Question What's going on with Power?

NTMBK

Lifer
Nov 14, 2011
10,237
5,020
136
Semiaccurate have a paywalled story up about Power: https://www.semiaccurate.com/2020/06/03/is-ibm-killing-off-power/ Apparently something big is happening, though it's definitely not being killed. Anyone got any ideas what it might be? Random thoughts that occur to me are

  • They could be selling the business
  • They could be switching fab (ditching Samsung/GloFo and going to TSMC or Intel)
  • They could be changing business model (leaning more into OpenPOWER? Killing OpenPOWER?)
Or something else entirely!
 

moinmoin

Diamond Member
Jun 1, 2017
4,952
7,661
136
Since IBM bought Red Hat I hope they make Power fit better with their whole open source strategy. That and a bigger, more public push for Power in general would be nice to have.
 

ksec

Senior member
Mar 5, 2010
420
117
116
IF they want to stay relevant, they need to get with a leading edge foundry. GloFo isn't that anymore...

Well they switched to Samsung which is what leads to the 1 year delay in POWER10.
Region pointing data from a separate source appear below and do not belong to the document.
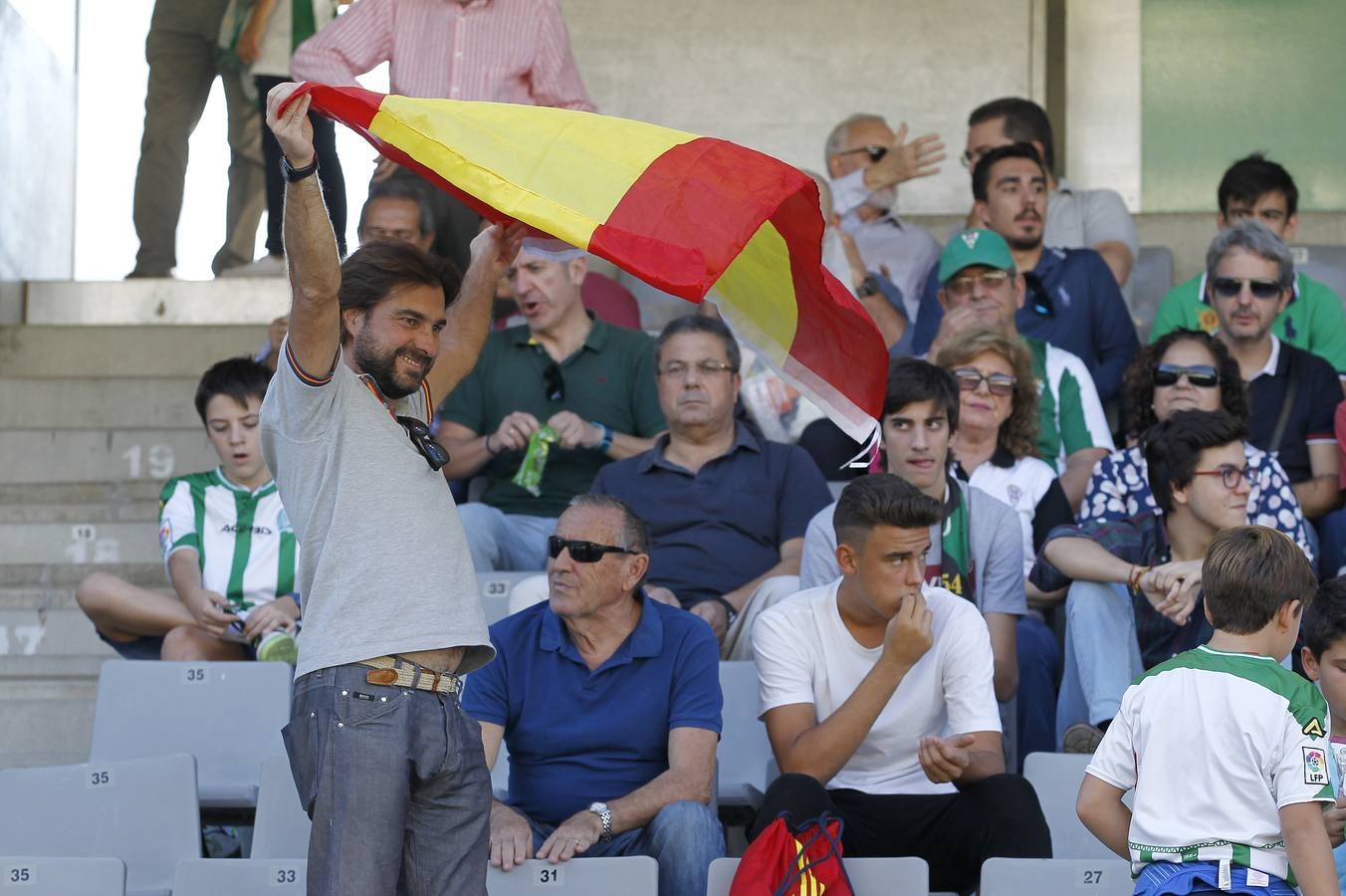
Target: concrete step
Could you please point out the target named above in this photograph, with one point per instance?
(121, 351)
(54, 455)
(230, 301)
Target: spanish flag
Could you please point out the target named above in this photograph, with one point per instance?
(691, 215)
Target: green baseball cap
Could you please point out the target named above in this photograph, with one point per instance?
(975, 248)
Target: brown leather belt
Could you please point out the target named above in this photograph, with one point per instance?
(402, 673)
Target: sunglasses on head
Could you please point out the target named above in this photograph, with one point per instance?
(424, 441)
(1200, 375)
(581, 552)
(1234, 287)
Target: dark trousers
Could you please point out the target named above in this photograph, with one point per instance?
(953, 833)
(329, 172)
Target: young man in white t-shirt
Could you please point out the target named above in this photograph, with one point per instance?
(1228, 753)
(878, 700)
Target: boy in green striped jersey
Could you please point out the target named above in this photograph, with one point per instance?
(1228, 751)
(228, 548)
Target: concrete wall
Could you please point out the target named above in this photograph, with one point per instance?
(38, 137)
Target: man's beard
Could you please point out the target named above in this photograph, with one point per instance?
(382, 366)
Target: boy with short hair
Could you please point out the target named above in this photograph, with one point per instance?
(228, 548)
(1323, 655)
(1227, 750)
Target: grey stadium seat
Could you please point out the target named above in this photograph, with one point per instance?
(282, 826)
(226, 715)
(1036, 876)
(60, 876)
(627, 876)
(142, 811)
(905, 876)
(241, 877)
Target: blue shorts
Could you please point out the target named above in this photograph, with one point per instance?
(1170, 879)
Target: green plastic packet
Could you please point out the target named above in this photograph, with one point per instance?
(530, 477)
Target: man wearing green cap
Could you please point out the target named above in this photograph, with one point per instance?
(980, 288)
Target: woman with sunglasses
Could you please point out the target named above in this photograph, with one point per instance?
(1186, 370)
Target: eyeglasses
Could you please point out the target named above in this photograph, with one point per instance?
(424, 441)
(1200, 375)
(875, 152)
(1234, 287)
(970, 379)
(1231, 475)
(581, 552)
(962, 287)
(679, 368)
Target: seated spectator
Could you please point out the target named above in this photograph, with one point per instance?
(980, 288)
(1135, 584)
(976, 548)
(998, 435)
(228, 548)
(878, 701)
(726, 508)
(610, 707)
(1073, 299)
(1075, 218)
(1186, 370)
(867, 161)
(592, 383)
(1256, 188)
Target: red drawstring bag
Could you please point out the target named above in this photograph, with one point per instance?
(799, 860)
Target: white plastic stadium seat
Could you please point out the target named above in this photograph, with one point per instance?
(142, 811)
(282, 826)
(241, 877)
(1036, 876)
(627, 876)
(905, 876)
(226, 715)
(53, 876)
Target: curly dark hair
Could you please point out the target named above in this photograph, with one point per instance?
(1139, 379)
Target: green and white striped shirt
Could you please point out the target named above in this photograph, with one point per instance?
(1216, 744)
(243, 539)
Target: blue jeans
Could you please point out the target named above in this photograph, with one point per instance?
(396, 784)
(505, 543)
(684, 838)
(1102, 655)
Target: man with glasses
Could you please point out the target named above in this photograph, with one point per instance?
(390, 611)
(589, 382)
(866, 163)
(1257, 188)
(1135, 582)
(726, 508)
(610, 707)
(982, 288)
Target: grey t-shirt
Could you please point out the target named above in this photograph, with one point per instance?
(382, 563)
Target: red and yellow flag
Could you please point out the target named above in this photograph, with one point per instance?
(691, 215)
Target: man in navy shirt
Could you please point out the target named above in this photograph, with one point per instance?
(727, 509)
(1073, 301)
(610, 705)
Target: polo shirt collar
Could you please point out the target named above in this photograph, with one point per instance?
(645, 640)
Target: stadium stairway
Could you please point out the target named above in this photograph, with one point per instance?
(98, 383)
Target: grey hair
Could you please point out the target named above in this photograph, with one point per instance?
(836, 140)
(635, 537)
(1253, 237)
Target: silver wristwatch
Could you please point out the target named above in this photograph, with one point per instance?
(606, 816)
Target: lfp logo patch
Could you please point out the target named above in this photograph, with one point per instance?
(1315, 766)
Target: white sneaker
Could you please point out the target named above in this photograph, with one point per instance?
(264, 267)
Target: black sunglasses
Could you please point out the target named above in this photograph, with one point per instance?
(581, 552)
(1200, 375)
(425, 444)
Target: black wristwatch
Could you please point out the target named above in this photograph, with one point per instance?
(294, 174)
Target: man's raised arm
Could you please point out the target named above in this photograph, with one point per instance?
(310, 245)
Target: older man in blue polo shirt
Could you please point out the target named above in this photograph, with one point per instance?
(610, 705)
(727, 509)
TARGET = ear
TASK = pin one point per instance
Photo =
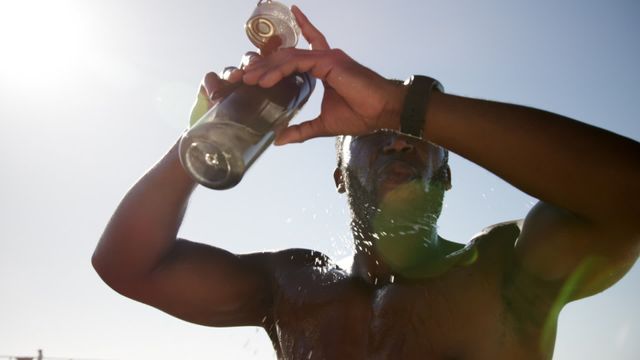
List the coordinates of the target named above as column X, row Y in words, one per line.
column 447, row 177
column 337, row 177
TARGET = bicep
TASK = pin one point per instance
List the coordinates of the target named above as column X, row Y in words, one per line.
column 209, row 286
column 557, row 245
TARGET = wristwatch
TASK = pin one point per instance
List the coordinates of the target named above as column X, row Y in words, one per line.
column 416, row 102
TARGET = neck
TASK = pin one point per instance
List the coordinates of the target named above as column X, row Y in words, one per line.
column 397, row 252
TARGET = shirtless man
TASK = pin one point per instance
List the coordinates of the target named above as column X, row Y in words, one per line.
column 410, row 294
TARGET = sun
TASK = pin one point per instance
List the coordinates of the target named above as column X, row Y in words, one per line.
column 42, row 42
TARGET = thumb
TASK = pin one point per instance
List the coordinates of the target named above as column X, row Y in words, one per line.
column 302, row 132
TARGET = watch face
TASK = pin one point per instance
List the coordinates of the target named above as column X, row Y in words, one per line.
column 416, row 103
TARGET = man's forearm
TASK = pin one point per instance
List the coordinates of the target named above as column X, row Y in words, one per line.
column 145, row 225
column 587, row 170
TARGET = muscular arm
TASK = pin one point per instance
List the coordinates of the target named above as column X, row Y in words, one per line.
column 585, row 177
column 139, row 256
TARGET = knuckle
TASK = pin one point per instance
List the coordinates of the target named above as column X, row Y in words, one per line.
column 210, row 77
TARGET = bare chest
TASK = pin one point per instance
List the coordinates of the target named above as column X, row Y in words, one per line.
column 460, row 316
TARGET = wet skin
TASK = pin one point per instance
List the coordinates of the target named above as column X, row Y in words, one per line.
column 409, row 293
column 468, row 309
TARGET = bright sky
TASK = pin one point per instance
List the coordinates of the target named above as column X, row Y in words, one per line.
column 92, row 93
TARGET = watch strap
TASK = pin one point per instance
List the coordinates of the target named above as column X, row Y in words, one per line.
column 416, row 102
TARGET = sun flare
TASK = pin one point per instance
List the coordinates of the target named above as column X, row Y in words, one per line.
column 43, row 42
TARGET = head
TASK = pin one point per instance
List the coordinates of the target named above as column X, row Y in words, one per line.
column 391, row 177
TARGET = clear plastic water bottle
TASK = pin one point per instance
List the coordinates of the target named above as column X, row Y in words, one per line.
column 219, row 148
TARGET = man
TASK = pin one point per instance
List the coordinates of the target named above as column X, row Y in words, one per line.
column 410, row 294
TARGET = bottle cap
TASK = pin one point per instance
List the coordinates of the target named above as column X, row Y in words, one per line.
column 272, row 25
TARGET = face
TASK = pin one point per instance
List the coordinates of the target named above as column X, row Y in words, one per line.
column 391, row 179
column 384, row 161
Microwatts demonstrate what the ISA in its simplest form is capable of, and since POWER is actually well supported I thought it might take off. But then it seems the industry and market has chosen ARM.

 

LightningZ71

Golden Member
Mar 10, 2017
1,627
1,898
136
Power is a great architecture for its target audience. Unfortunately, their target audience is both shrinking and finding that alternative solutions are just as cost effective and capable of performing the needed tasks. There are still a few areas where there are hold outs that are tightly targeted at Power, but, I really can't see it being in any way relevant in five years.
 

NTMBK

Lifer
Nov 14, 2011
10,237
5,020
136
Power is a great architecture for its target audience. Unfortunately, their target audience is both shrinking and finding that alternative solutions are just as cost effective and capable of performing the needed tasks. There are still a few areas where there are hold outs that are tightly targeted at Power, but, I really can't see it being in any way relevant in five years.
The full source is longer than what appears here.